2021SC@SDUSC
文章目录
前言
今天尝试在google colab快速跑通Alphafold2的简易版,进行蛋白质预测初体验
一、Google Colab介绍
Google Colab是一个免费的 Jupyter 笔记本环境,不需要进行任何设置就可以使用,并且完全在云端运行。并且可以免费使用Google的GPU 。Google Colab可以将你的Jupyter 笔记本存储在Google的云端硬盘当中,借助 Google Colab,可以在云端编写和执行代码、保存和共享分析结果,以及利用强大的计算资源,所有这些都可通过浏览器免费使用。
有关Google colab使用可以参考:
https://zhuanlan.zhihu.com/p/54389036
二、代码地址
这里用了Sergey Ovchinnikov 提供的“alphafold_single_sequence.ipynb”的代码
代码地址:
https://colab.research.google.com/drive/1PePaHHp1J-L1rufW4_r7v7VpZjYVUbTH#scrollTo=pxALY3Gh_SZj
三、代码分析
(1)先是导入和安装各种库
%%bash
git clone https://github.com/deepmind/alphafold.git
mv alphafold alphafold_
mv alphafold_/alphafold .
上图是克隆一个 Git 仓库到本地,并且切换到,切换到alphafold 目录下
%%bash
wget -qnc https://storage.googleapis.com/alphafold/alphafold_params_2021-07-14.tar
tar -xf alphafold_params_2021-07-14.tar
rm alphafold_params_2021-07-14.tar
mkdir params
mv params_* params/
上图是下载一个alphafold模型,将其解压,再删除原先的压缩包,创建新的目录
%%bash
pip -q install biopython
pip -q install dm-haiku
pip -q install ml-collections
pip -q install mock
pip -q install py3Dmol
from typing import Dict
import os
import mock
import numpy as np
import pickle
import py3Dmol
上面两张图是安装引用各种需要的工具模块
from alphafold.common import protein
from alphafold.data import pipeline
from alphafold.data import templates
from alphafold.model import data
from alphafold.model import config
from alphafold.model import model
上图是从alphafold.common中引入protein,从alphafold.data中引入pipeline、templates,从alphafold.model中引入data、config、model
(2)定义一个结构预测函数
def predict_structure(
fasta_path: str,
fasta_name: str,
output_dir_base: str,
data_pipeline: pipeline.DataPipeline,
model_runners: Dict[str, model.RunModel],
random_seed: int):
"""Predicts structure using AlphaFold for the given sequence."""
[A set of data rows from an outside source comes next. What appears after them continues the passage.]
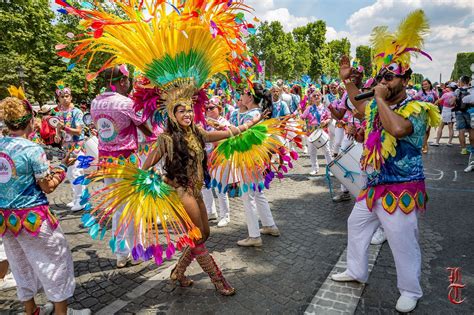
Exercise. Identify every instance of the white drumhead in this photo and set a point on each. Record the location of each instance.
(53, 121)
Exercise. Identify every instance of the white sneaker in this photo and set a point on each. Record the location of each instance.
(250, 241)
(405, 304)
(342, 277)
(212, 216)
(378, 237)
(224, 221)
(46, 309)
(84, 311)
(8, 282)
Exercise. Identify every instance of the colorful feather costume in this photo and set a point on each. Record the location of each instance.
(176, 46)
(393, 53)
(246, 157)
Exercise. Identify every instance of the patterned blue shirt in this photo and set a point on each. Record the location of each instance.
(22, 163)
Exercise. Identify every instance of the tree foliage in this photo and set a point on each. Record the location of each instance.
(364, 54)
(462, 66)
(284, 58)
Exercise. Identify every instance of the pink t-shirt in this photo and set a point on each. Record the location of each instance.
(448, 100)
(116, 123)
(155, 128)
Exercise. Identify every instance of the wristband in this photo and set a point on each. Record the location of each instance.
(63, 167)
(61, 176)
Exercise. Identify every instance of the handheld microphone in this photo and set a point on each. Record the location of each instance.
(365, 95)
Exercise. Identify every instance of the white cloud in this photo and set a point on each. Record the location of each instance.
(448, 35)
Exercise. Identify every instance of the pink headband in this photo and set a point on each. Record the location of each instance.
(63, 91)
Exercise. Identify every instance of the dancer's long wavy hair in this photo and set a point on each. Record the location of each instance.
(176, 167)
(262, 96)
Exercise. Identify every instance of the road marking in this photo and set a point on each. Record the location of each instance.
(342, 297)
(436, 176)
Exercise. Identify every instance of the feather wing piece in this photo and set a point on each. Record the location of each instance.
(150, 207)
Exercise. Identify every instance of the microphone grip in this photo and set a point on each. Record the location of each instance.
(365, 95)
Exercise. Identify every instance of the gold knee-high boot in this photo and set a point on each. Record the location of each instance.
(177, 274)
(208, 264)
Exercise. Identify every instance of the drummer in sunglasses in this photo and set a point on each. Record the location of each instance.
(392, 160)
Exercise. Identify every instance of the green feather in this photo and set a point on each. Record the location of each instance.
(243, 142)
(182, 66)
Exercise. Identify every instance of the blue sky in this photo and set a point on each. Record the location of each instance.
(451, 21)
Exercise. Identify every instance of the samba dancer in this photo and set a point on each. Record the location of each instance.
(35, 245)
(255, 203)
(346, 115)
(116, 124)
(392, 158)
(216, 121)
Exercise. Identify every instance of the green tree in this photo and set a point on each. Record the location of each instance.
(314, 34)
(333, 52)
(276, 47)
(462, 66)
(364, 54)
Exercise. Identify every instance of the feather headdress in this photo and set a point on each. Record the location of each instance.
(175, 44)
(393, 51)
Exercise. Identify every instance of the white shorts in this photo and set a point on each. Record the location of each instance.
(42, 261)
(447, 115)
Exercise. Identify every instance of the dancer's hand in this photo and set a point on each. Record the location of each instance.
(381, 92)
(69, 159)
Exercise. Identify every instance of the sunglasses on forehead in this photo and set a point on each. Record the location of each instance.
(387, 76)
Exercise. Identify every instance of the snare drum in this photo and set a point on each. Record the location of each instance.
(319, 137)
(92, 147)
(346, 168)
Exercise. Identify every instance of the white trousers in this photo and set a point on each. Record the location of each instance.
(42, 261)
(346, 142)
(402, 235)
(74, 172)
(338, 136)
(256, 206)
(124, 234)
(313, 154)
(332, 133)
(208, 198)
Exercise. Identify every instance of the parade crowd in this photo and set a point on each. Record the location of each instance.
(389, 129)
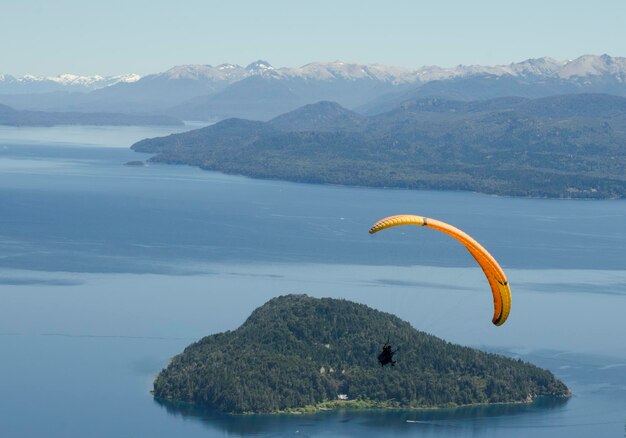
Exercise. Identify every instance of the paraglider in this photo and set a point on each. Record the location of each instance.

output_dir = os.path.join(output_dir_base, fasta_name)
if not os.path.exists(output_dir): os.makedirs(output_dir)
msa_output_dir = os.path.join(output_dir, 'msas')
if not os.path.exists(msa_output_dir): os.makedirs(msa_output_dir)
# 得到features
feature_dict = data_pipeline.process(input_fasta_path=fasta_path, msa_output_dir=msa_output_dir)
# 这里是要运行model.
for model_name, model_runner in model_runners.items():
processed_feature_dict = model_runner.process_features(feature_dict, random_seed=random_seed)
prediction_result = model_runner.predict(processed_feature_dict)
unrelaxed_protein = protein.from_prediction(processed_feature_dict, prediction_result)
unrelaxed_pdb_path = os.path.join(output_dir, f'unrelaxed_{model_name}.pdb')
with open(unrelaxed_pdb_path, 'w') as f:
f.write(protein.to_pdb(unrelaxed_protein))
其中
fasta_path:预测蛋白质fasta文件的路径
fasta_name:预测蛋白质fasta文件的名字
output_dir_base:保存到的路径
data_pipeline.process(input_fasta_path=fasta_path, msa_output_dir=msa_output_dir)是为了要获取到features
for model_name, model_runner in model_runners.items():是要开始运行model了
(3)组建过程
query_sequence = "GWSTELEKHREELKEFLKKEGITNVEIRIDNGRLEVRVEGGTERLKRFLEELRQKLEKKGYTVDIKIE"
上图是输入待预测氨基酸的序列的地方
"""fake template"""
output_templates_sequence = []
output_confidence_scores = []
templates_all_atom_positions = []
templates_all_atom_masks = []
for _ in query_sequence:
templates_all_atom_positions.append(
np.zeros((templates.residue_constants.atom_type_num, 3)))
templates_all_atom_masks.append(np.zeros(templates.residue_constants.atom_type_num))
output_templates_sequence.append('-')
output_confidence_scores.append(-1)
output_templates_sequence = ''.join(output_templates_sequence)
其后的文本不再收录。